Dataset Splits No The paper mentions using prompts from the Anthropic Harmless dataset and the HUMANEVAL dataset. It states, "Each result is computed over the full evaluation set, so variability due to sampling is negligible; we therefore omit error bars." However, it does not specify explicit training, validation, or test splits for these datasets to reproduce the experiment's data partitioning or how the models were aligned using these datasets.
Hardware Specification Yes Experiments were conducted on a single Nvidia A100 GPU.
Software Dependencies No This enables us to leverage existing RLHF solvers, such as the Proximal Policy Optimization (PPO) algorithm implemented in the TRL package [32]. The paper mentions the TRL package but does not provide a specific version number for TRL or any other key software dependencies, which is required for reproducibility.

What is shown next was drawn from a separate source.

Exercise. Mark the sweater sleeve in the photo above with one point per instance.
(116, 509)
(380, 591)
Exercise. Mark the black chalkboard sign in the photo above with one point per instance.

Experiment Setup No The paper mentions that the effective reward can be used in standard RLHF with "inverse temperature β = 1" and that for MORL, "the dual weight vector λ is generated as λ = s u, where s is uniformly sampled from (0, 6) and u is sampled from the probability simplex". However, it does not provide specific hyperparameters for the PPO solver itself, such as learning rate, batch size, number of epochs, or the specific optimizer used, which are crucial for replicating the experimental setup.